The incorporation of found objects became a means for Jungersen to finally break free of the vessel tradition. In this respect, they represent an important phase in her art production, even though she now regards them more as a parenthesis. Instead, it is working with large surfaces of glaze that has mainly preoccupied her in recent years. The first time she showed such works was in 2016 at the exhibition ‘All is Flux’, which she shared with her colleague Kristine Tillge Lund at Gustavsbergs Konsthall outside Stockholm.

The material in these objects is exclusively made up of layer upon layer of glaze. Initially, they are shaped as a strict rectangle, but during the firing they melt and flow into organic fields of glaze. Control and loss of control is also the basic theme here.

Large surfaces and small sculptures

The format has steadily increased. During a working stay at the Oslo National Academy of the Arts in winter 2017, she produced her largest sculptures so far, and these were for a solo exhibition at Bagsværd church in Denmark.

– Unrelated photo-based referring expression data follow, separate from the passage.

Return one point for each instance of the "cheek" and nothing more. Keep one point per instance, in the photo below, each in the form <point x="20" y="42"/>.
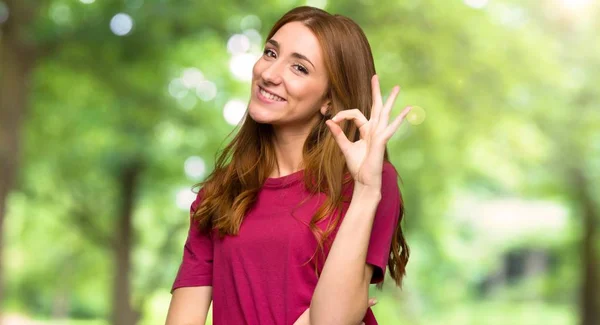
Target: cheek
<point x="257" y="68"/>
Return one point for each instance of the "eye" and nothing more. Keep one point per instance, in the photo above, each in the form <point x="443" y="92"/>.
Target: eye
<point x="301" y="68"/>
<point x="270" y="53"/>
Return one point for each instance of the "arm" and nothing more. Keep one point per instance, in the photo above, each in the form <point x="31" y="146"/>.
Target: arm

Form and format, according to her own statement, have been ‘conceived as an echo of the very strict system of measurements that makes up the gallery passage, but a diffuse, organic echo, while the building is otherwise characterised by strict lines.’8

The two sculptures are composed of the same glazes, but the mixture is slightly different. In this way, they appear to be ‘the same, yet different’. The choice of format also expresses a desire to work in a scale that reflects the size of a human body. As she writes in an accompanying exhibition text: ‘I’m keen to unfold the potential of ceramics to communicate physically and sensually – not predominantly visually optical.  Therefore it has been important for me to work in this pretty large format.”10

                      Many of the larger works are kept in dark colours. At a distance they can look black and monochrome, but at close quarters they will reveal a rich interaction of blue, grey and black nuances, and the texture will also be seen to be rough and tactile. Thick layers of her selfmade glazes have been mixed with bought earthenware glazes, and occasionally mother-of-pearl lustre additionally adds life to the surface.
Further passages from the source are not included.